According to its operating results for the second quarter, the passengers airlifted to Europe increased by 11 percent to 158,247 compared to the corresponding period last year.
This, the airline said, was on the back of an 8.6 percent capacity growth which in turn resulted in an 83.3 percent seat occupancy level.
“Capacity offered into Europe registered an 8.6 percent growth compared to the same quarter of prior year as a result of introducing direct flights to Rome and operating double daily weekend flights on London route,” the carrier explained in a statement.
In the Middle East, Far East and India regions, passenger traffic also improved by 18.7 percent to 133,833 against a capacity growth of 9.7 percent. Bombay registered the highest growth in these regions at 26.4 percent, a scenario that was attributed to the deployment of a Boeing 777 in July and August 2011.
The same improvement was recorded within Africa with a total of 509,570 travellers uplifted within that period.

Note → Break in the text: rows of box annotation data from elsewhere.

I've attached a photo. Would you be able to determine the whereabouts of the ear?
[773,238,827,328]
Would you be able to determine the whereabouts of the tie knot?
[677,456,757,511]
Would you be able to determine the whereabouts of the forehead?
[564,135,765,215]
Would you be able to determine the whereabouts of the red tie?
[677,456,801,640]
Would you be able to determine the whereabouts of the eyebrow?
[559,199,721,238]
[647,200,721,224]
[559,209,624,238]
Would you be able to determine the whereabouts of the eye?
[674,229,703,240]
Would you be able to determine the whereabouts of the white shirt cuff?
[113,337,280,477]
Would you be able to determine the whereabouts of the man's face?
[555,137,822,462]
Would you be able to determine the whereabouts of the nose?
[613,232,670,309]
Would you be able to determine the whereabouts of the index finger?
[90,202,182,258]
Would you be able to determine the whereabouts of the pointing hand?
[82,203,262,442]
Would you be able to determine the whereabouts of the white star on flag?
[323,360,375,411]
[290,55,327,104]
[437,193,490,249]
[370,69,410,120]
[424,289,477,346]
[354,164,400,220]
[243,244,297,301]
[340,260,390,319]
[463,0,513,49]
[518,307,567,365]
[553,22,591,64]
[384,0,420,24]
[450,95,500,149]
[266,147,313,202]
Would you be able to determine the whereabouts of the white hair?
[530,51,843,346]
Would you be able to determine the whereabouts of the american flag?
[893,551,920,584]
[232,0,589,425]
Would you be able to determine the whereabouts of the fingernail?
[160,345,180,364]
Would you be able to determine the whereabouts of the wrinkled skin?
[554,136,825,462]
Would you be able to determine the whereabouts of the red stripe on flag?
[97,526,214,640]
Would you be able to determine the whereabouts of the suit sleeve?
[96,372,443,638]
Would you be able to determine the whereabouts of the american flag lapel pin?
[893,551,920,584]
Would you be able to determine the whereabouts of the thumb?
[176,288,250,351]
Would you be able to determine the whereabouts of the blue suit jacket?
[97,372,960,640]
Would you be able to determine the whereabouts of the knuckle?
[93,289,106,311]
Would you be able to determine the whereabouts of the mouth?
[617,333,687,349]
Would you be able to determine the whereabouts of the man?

The introduction of additional frequencies in the Northern Africa region to meet demand for business travellers especially in the Juba in Southern Sudan route accounted for the 8.1 percent growth in capacity.
The increased frequencies to Bangui, Libreville via Douala and Brazzaville route connecting through Kinshasa also saw the capacity offered in the Central Africa region grow by 5.4 percent.
“Capacity in Southern Africa grew by 5.4 percent due to introduction of Nampula in December 2010 and increased frequencies to Harare and Maputo. West Africa capacity grew by 8.6 percent mainly from increased operations on Bamako Dakar and the introduction of Ouagadougou and N’Djamena via Cotonou,” the airline added.
However, the cancellation of night flights to Zanzibar as a result of low demand and operating combined flights to Bujumbura and Kigali as opposed to direct flights evidenced last year did affect the capacity made available in the East African region shrinking 13.3 percent compared to last year due.
Locally, passengers ferried within Kenya grew by an impressive 42 percent to 202,826 with a cabin factor of 74 percent achieved.
Capacity grew by 35.4 percent largely due to the introduction of the Mombasa shuttle from November 2010 averaging 10 daily flights and the re-introduction of Malindi flights.
Kisumu saw a 28.6 percent growth in capacity through increased frequencies with an average of 20 flights operating per week.
The improved performance was also replicated in the cargo business which recorded a 13.5 growth in tonnage compared to last year’s level emphasising an ‘improved business environment and increased sales efforts’.